WSP
Global continues to acquire high-quality private firms with news reaching us
this week the firm has acquired Halvorson
and Partners ("H+P"), a 40-person structural engineering firm based
in Chicago. WSP has some kind words to welcome their new employees:
“H+P has completed structural designs for high-profile, award-winning projects throughout the U.S., as well as internationally through an office in Shanghai and a strong presence in the Middle East. Its portfolio includes the Burj Mohammed Bin Rashid Tower in Abu Dhabi, which won the "2015 Best Tall Building Award" for the Middle East and Africa from the Council on Tall Buildings and Urban Habitat. Other prominent projects include: OneEleven, a 60-story luxury apartment tower in Chicago which recently won a "Best Project Award" from the Structural Engineers Association of Illinois; Wolf Point West Tower, the first tower in a multi-phase US$1 billion development along the Chicago River in Chicago; and Vantone Tower, a 600-foot-tall corporate headquarters in Tianjin, China.”

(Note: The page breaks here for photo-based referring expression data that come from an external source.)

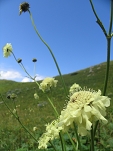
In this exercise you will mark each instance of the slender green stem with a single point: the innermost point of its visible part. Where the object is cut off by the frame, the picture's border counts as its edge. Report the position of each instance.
(78, 138)
(52, 145)
(50, 53)
(17, 117)
(72, 142)
(62, 142)
(108, 64)
(92, 139)
(98, 20)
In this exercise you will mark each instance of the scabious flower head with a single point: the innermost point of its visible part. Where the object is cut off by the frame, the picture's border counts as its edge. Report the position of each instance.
(23, 7)
(7, 49)
(75, 87)
(84, 108)
(36, 96)
(52, 132)
(47, 84)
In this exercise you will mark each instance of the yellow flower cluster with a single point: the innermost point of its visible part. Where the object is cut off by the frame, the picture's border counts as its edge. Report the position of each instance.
(75, 87)
(84, 108)
(7, 49)
(47, 84)
(36, 96)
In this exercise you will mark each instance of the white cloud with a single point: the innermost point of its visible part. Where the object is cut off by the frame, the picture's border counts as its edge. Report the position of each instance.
(26, 80)
(17, 76)
(10, 75)
(39, 77)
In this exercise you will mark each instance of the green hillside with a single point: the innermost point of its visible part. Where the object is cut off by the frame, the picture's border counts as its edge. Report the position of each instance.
(38, 113)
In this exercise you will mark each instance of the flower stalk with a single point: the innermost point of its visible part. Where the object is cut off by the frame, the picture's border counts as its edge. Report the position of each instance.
(50, 52)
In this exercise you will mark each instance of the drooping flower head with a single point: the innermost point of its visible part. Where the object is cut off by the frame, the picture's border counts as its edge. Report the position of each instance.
(47, 84)
(75, 87)
(7, 49)
(84, 108)
(23, 7)
(52, 132)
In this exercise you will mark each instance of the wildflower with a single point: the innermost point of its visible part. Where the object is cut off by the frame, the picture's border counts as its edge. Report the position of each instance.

This, of course, comes in the context of the
much larger acquisition
by WSP in 2014 of Parsons
Brinckerhoff which extended WSP’s service capabilities around the world. The
acquisition seems mostly to have been about expanding their position in land
and air civil engineering services. WSP goes on to say about their current
service offerings: “The firm
provides services to transform the built environment and restore the natural
environment, and its expertise ranges from environmental remediation to urban
planning, from engineering iconic buildings to designing sustainable transport
networks, and from developing the energy sources of the future to enabling new
ways of extracting essential resources.”
Trying
to derive WSP’s growth strategy from its behavior is difficult. Not only
because it’s not my area of expertise but also because from the preliminary
evidence presented they seem bent on global domination through acquisition.
Locally the firm has multiple offices in Calgary spread around the city but
offers little information on its website on what distinguishes each office. I
assume in Calgary each is rooted in different phases of oil production. But
considering all the small offices located around Canada, growing to 500 offices
located in 37 countries around the world, that means a lot of money being sent
back to the mothership. WSP Global’s headquarters are in Montreal.